# Glades Bass Fishing 03/05



## Hicatch (May 10, 2011)

*Fished the Miami Canal out of Holiday Park Saturday and had an epic day. We caught 149 largemouth and peacocks plus at least another 200 Oscar and Cichlids. Most were on top water and X-Rap. Biggest peacock was 5lb. 7oz. my personal best.







































*


----------



## Zika (Aug 6, 2015)

Great day, guys. I regret I didn't fish the Glades canals (or the Tamiami Trail) when I lived in Pembroke Pines. Was always heading to Choko, Flamingo or the Keys instead.


----------



## DBStoots (Jul 9, 2011)

that was an epic day for sure!


----------



## gestes11 (10 mo ago)

Awesome day


----------



## WilliamYoung (11 mo ago)

Epic day!


----------



## lemaymiami (Feb 9, 2007)

Great day!


----------



## Reefinitup (10 mo ago)

Awesome fish fellas!


----------



## The Fin (Sep 28, 2021)

Hicatch said:


> *Fished the Miami Canal out of Holiday Park Saturday and had an epic day. We caught 149 largemouth and peacocks plus at least another 200 Oscar and Cichlids. Most were on top water and X-Rap. Biggest peacock was 5lb. 7oz. my personal best.
> View attachment 198443
> 
> View attachment 198444
> ...


Sittin here, watching the snow fly!
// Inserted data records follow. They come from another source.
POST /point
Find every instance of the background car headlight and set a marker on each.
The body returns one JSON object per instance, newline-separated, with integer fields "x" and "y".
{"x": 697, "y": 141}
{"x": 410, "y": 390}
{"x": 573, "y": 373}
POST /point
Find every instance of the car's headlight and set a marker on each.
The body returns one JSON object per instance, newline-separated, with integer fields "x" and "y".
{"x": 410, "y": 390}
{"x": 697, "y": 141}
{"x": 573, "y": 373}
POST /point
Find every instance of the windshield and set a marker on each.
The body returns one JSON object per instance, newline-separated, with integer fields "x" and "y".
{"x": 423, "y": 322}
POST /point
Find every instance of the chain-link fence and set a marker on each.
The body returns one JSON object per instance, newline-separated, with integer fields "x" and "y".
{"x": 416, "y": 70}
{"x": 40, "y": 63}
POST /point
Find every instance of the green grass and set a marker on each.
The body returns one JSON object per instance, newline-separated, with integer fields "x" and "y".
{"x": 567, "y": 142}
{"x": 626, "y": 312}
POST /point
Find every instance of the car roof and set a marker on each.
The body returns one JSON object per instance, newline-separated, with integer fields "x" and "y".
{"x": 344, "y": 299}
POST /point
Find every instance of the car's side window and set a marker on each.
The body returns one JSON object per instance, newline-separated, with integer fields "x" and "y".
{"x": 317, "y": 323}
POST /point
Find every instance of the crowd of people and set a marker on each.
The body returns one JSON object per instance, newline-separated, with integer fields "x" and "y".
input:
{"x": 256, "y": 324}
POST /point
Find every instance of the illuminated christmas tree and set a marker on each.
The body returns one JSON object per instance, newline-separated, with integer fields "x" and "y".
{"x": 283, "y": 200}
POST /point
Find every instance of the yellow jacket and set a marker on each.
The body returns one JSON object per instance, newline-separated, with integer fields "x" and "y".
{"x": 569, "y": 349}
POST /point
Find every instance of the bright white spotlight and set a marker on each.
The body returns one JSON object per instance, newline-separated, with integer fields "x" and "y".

Very jealous!👍


----------



## Dawhoo (Oct 27, 2015)

I have lived near Santee Cooper system, Toledo Bend, Lake Eufala, Lake Okeechobee which are all world class lakes and by far the best bass fishing I have done is the canals of Broward county and Tamiami Trail.


----------



## rovster (Aug 21, 2018)

I would have lost count at about 20🤣


----------



## Hicatch (May 10, 2011)

rovster said:


> I would have lost count at about 20🤣


 We use a counter...


----------



## tailchaser16 (Sep 23, 2008)

Well done


----------



## lemaymiami (Feb 9, 2007)

Something to keep in mind... we only get two seasons down here, a wet and a dry... All winter long ending in late spring we're in a drought state and very gradually as all the flats dry out, freshwater fish are forced down into canals - making for some outstanding action... Once it starts raining (and that's been on-going now for about six weeks...) the process reverses and as the flats begin to flood again - lots of predators leave the canals and follow the smaller fish... Most years the "dry" begins around Halloween... and ends late in April (on dry year late in May, occasionally not until June...).


----------